On 2013-Jan-7 14:08 , Mark Cave-Ayland wrote:
.

Ah I see. So for example if on SPARC that was in the middle of a CIF interpret call or similar, then you'd be dropped back to the OpenBoot prompt at this point too? I didn't pick up on that from Artyom's original email.

Yup. Either drop to the ok prompt or fully reset the machine, depending on other settings.
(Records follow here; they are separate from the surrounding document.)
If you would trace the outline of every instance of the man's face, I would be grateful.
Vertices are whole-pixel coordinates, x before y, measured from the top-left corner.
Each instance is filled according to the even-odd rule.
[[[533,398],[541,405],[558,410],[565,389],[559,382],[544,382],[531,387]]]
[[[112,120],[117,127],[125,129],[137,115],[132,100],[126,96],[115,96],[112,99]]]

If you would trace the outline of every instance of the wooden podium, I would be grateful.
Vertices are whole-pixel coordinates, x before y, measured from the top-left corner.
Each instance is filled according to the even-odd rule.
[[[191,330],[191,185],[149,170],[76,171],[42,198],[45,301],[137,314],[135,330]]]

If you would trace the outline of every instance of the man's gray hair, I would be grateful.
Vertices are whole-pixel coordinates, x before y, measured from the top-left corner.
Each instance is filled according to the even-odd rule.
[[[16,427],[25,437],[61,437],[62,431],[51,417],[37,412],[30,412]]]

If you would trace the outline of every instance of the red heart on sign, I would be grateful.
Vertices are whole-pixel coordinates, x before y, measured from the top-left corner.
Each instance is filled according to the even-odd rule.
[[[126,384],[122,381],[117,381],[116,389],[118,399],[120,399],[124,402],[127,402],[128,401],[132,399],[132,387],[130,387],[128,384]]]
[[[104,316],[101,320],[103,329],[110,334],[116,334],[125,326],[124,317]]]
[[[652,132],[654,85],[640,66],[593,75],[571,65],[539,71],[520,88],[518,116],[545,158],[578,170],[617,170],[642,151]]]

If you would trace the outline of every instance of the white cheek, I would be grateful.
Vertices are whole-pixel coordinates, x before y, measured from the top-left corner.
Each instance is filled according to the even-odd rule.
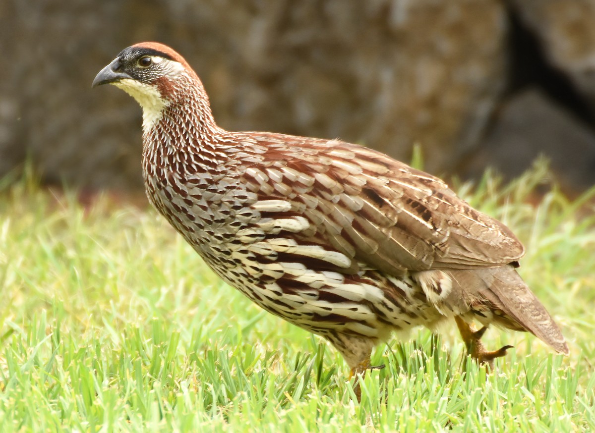
[[[168,102],[156,87],[129,79],[121,80],[114,85],[134,98],[142,107],[143,131],[151,129],[161,118],[163,109]]]

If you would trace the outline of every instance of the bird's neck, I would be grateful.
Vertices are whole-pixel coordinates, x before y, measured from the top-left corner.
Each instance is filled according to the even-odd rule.
[[[222,164],[228,134],[215,123],[202,85],[181,92],[158,114],[143,110],[143,159],[149,166],[191,164],[208,171]]]

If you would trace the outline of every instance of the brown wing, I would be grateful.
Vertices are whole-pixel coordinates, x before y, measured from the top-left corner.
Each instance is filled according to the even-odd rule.
[[[261,181],[291,200],[289,212],[313,223],[303,240],[332,245],[354,262],[393,275],[497,266],[523,255],[503,224],[440,179],[383,153],[278,134],[259,141],[267,147],[258,164]]]

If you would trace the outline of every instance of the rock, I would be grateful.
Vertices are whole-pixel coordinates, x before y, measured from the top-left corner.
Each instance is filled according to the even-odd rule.
[[[512,0],[550,62],[595,108],[595,0]]]
[[[486,142],[469,159],[466,175],[491,166],[510,179],[540,155],[551,161],[556,178],[569,190],[595,183],[595,136],[585,125],[539,90],[515,95],[502,107]]]
[[[0,175],[142,187],[140,109],[90,89],[122,48],[159,40],[202,78],[223,127],[362,143],[440,173],[477,143],[504,86],[498,0],[16,0],[0,4]]]

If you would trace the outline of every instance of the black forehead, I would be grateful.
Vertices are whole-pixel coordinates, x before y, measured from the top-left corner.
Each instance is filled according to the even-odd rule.
[[[118,57],[121,59],[137,58],[142,56],[159,56],[159,57],[163,57],[169,60],[173,60],[171,56],[162,51],[153,49],[152,48],[145,48],[142,46],[129,46],[127,48],[123,49],[118,55]]]

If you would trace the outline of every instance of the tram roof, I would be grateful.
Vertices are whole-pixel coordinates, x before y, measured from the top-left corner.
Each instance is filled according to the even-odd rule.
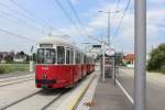
[[[76,43],[70,41],[70,38],[63,36],[45,36],[38,40],[36,44],[55,44],[58,46],[73,47],[79,52],[82,52],[79,47],[76,46]]]
[[[70,42],[69,38],[61,36],[45,36],[38,40],[37,44],[55,44],[61,46],[75,47],[75,43]]]

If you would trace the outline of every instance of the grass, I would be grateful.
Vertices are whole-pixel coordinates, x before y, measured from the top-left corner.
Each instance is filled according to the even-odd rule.
[[[29,64],[0,64],[0,74],[26,70],[29,70]]]

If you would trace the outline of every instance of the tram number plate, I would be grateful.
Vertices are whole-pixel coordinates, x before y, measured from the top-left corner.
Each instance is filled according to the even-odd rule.
[[[42,88],[47,88],[47,86],[46,86],[46,85],[43,85]]]

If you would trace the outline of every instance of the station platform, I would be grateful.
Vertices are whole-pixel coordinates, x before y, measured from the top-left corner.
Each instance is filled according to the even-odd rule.
[[[114,81],[111,78],[106,78],[105,82],[99,79],[91,102],[92,105],[90,107],[90,110],[133,109],[132,103],[128,100],[119,86],[114,86]]]

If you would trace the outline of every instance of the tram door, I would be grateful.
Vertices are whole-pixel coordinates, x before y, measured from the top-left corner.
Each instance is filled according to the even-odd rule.
[[[102,68],[103,68],[102,58],[100,62],[101,62],[100,64],[101,64],[101,75],[102,75]],[[113,64],[113,61],[111,57],[105,57],[105,77],[107,78],[112,77],[112,70],[113,70],[112,64]]]

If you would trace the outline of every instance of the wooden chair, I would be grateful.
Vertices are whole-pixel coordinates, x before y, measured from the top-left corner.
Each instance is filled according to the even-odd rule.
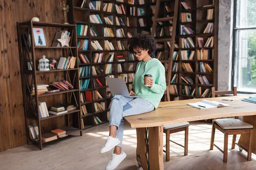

Unfortunately the sad truth is that BootX is written to rely on this (ahem) feature to work if booting from anything that isn't the network:

 0 value screenIH
 0 value cursorAddr
 0 value cursorX
 0 value cursorY
 0 value cursorW
 0 value cursorH
 0 value cursorFrames
 0 value cursorPixelSize
 0 value cursorStage
 0 value cursorTime
 0 value cursorDelay

 ...

 : slw_spin_init
   dup FFFF and to cursorH 10 >> drop
   dup FFFF and to cursorW 10 >> to cursorPixelSize
   dup FFFF and to cursorY 10 >> d# 1000 swap / to cursorDelay
   dup FFFF and to cursorX 10 >> to cursorFrames
   to cursorAddr
   to screenIH
   ['] slw_spin to spin ;

And slw_spin_init is invoked from DrawSplashScreen() like this:

if (gBootFileType != kNetworkDeviceType) {
    SpinInit(0, 0, NULL, 0, 0, 0, 0, 0, 0, 0);
}

The key error here (as I see it) is:

   dup FFFF and to cursorY 10 >> d# 1000 swap / to cursorDelay

Where is that code? It looks like it's the third argument to "slw_spin_init" that is being used as a divisor, and it should be checked for zero.

I think this code (commenting to relate arguments to lines of code) looks like:

 : slw_spin_init ( arg7 arg6 arg5 arg4 arg3 arg2 arg1 -- )
   dup FFFF and to cursorH 10 >> drop                    ( arg7 arg6 arg5 arg4 arg3 arg2 )
   dup FFFF and to cursorW 10 >> to cursorPixelSize      ( arg7 arg6 arg5 arg4 arg3 )
   dup FFFF and to cursorY 10 >> d# 1000 swap / to cursorDelay ( arg7 arg6 arg5 arg4 )
   dup FFFF and to cursorX 10 >> to cursorFrames         ( arg7 arg6 arg5 )
   to cursorAddr                                         ( arg7 arg6 )
   to screenIH                                           ( arg7 )
   ['] slw_spin to spin ;                                ( )
;

So it looks like this code depends on arg3 being non-zero. I assume the arguments are coming from right-to-left, which is backwards from other c-to-forth implementations I've seen (usually the c call is procedure(arg1, arg2, arg3, ...) ), but that would not seem to fit here, since arg5 appears to require a pointer. Note that not all architectures use 0 == NULL; some use other values, so I wonder if this is a bug originating from some such usage combined with argument order confusion.

The better fix would be to check for zero in slw_spin_init. Or are you saying that both the call to SpinInit() and the slw_spin_init( -- ) forth code are in BootX, code we aren't allowed to touch? If that's the case, indeed, a program which deliberately sets up a divide by zero expecting it to work has to be hacked around. To quote from that PPC 8360 article:

"I've inherited legacy code like this before & I feel your pain. You want to shake your fist at the people who installed such bone-headed behavior, but right now shaking your fist doesn't help you ship product. You need a solution. Good luck."